State law, of course, has no problem with cannabis clubs as long as they are genuinely dealing in medical marijuana, under the terms of the 1996 ballot measure Proposition 215. The feds, however, don't recognize medicinal uses for pot and have periodically raided clubs in San Francisco and elsewhere.

Supervisor Ross Mirkarimi, who helped write San Francisco's permit rules, said Tuesday he wouldn't be surprised if the DEA launches a new crackdown.

"The feds do as they please ... (and) they've done it before," he said. "I would only hope they would coordinate with local law enforcement and that they are aware of the new regulatory system we have in place, and are sensitive to it."

Pena would not comment, saying only that he would discuss the new strategy at a later date.

One recipient of the DEA's watch-out letter could be suspended Supervisor Ed Jew, who with family members owns a building on the 1500 block of Ocean Avenue that houses a pot club.

It turns out that Jew has other pot-related tenant issues as well. A house he co-owns on the 1100 block of Ocean Avenue was raided by police over the weekend after the person living there allegedly turned it into a flourishing pot farm.
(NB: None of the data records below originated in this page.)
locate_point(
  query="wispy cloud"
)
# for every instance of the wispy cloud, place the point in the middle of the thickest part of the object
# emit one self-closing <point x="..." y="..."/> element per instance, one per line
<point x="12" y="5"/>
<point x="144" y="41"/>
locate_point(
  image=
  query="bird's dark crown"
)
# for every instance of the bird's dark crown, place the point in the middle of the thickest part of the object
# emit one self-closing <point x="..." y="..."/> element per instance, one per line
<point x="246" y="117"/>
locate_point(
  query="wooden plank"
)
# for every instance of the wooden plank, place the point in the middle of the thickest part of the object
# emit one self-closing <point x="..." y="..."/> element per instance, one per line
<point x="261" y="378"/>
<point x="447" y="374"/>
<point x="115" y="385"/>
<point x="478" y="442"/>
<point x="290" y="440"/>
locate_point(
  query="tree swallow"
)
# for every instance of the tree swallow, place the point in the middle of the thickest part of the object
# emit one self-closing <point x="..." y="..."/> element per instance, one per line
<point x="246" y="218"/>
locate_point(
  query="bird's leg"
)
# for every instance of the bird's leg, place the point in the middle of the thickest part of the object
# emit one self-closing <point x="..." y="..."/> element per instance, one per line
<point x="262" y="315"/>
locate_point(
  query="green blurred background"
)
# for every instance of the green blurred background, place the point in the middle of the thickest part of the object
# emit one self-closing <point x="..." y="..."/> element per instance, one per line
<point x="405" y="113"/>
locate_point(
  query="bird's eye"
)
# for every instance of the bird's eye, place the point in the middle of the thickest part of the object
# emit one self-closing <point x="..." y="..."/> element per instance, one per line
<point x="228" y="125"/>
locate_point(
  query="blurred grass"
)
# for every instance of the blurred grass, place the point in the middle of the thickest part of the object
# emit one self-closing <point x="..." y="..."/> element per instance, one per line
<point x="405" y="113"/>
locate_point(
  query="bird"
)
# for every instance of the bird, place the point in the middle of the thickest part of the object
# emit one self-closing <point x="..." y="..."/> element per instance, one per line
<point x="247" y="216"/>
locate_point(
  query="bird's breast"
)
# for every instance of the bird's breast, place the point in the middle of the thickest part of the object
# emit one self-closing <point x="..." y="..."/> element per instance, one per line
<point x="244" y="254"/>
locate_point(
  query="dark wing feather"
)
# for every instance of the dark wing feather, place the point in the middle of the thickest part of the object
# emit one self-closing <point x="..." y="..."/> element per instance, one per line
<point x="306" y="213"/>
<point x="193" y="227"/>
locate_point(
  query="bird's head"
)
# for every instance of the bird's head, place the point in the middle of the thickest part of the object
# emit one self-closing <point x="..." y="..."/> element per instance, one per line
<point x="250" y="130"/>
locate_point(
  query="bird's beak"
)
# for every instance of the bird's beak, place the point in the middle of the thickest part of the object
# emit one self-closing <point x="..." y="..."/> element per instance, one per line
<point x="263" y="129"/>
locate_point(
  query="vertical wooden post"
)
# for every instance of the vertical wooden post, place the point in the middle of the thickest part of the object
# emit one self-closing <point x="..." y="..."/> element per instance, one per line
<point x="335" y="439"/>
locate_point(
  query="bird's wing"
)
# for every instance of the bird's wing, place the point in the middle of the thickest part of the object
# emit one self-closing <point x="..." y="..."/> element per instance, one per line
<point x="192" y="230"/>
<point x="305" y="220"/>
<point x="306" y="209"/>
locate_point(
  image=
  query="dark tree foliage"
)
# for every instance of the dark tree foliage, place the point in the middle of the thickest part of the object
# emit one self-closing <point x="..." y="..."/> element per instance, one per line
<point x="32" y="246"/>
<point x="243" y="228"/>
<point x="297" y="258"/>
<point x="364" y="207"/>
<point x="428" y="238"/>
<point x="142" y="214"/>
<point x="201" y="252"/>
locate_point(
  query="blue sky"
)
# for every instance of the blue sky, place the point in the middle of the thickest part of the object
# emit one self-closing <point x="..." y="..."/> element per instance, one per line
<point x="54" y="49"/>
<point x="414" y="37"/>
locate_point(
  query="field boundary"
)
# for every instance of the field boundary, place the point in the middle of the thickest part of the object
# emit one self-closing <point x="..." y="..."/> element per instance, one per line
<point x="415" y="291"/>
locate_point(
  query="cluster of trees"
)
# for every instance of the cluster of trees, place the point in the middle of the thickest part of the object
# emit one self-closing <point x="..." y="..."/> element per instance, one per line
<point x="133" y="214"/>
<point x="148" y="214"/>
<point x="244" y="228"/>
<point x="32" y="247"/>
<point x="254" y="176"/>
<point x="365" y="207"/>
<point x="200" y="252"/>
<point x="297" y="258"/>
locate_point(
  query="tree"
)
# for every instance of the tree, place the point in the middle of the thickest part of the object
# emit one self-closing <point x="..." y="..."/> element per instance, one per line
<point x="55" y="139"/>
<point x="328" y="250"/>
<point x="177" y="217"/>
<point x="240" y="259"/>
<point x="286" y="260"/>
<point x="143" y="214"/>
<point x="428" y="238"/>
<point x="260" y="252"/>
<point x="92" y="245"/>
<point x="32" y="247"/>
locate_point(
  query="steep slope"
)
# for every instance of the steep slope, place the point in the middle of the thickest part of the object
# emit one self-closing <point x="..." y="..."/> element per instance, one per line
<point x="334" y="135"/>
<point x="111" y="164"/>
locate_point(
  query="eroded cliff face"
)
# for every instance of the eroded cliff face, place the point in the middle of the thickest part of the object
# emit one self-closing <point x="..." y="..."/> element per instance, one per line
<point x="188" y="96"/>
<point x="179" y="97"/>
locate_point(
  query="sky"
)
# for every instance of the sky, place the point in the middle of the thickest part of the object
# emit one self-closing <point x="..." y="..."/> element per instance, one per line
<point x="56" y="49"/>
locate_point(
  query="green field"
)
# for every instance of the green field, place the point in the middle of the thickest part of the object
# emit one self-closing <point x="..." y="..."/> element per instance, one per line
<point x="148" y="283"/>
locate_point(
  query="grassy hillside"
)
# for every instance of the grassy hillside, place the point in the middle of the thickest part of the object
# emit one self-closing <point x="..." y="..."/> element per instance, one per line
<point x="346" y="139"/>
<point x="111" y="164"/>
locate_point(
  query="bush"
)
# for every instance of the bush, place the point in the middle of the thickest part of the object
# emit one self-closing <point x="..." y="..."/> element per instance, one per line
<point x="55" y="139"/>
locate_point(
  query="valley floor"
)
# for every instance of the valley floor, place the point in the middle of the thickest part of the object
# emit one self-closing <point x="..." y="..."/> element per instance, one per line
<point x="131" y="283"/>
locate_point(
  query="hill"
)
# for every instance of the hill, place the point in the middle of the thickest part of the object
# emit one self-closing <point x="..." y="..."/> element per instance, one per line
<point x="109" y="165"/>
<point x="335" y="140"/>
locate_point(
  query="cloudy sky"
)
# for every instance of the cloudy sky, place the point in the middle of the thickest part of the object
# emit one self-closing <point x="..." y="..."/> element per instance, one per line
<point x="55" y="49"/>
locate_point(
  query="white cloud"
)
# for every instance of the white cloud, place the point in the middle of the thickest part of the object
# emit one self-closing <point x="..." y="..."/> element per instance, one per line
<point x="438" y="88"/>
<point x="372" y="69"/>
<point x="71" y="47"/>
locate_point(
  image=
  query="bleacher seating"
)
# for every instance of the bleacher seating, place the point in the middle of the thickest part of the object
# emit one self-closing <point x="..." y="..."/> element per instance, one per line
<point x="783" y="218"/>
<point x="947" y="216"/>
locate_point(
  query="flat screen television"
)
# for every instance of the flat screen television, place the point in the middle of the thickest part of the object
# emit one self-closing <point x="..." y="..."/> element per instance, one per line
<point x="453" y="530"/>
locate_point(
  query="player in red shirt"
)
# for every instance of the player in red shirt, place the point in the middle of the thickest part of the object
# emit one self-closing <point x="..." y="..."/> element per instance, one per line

Police confiscated more than 200 marijuana plants and scores of grow lights during the raid and took an unidentified man into custody.

Records on file at City Hall show that the two-story duplex was owned exclusively by Jew until October, when he sold a partial ownership to a relative for $155,500.

"Ed has got nothing to do with any of this," said lawyer Steve Gruel, who is defending Jew on federal bribery, extortion and mail fraud charges and is also trying to keep the Board of Supervisors from giving him the permanent heave-ho from his seat.

"The police have not even spoken to him," Gruel said.

The Ocean Avenue pot club housed in the building owned by the Jew family was raided by federal agents in June 2005, and for a time was shut down. It now has new owners and has reopened under the name Norcal Herbal Relief Center.

And from the sound of it, business is going strong. An employee told us Tuesday they are open seven days a week.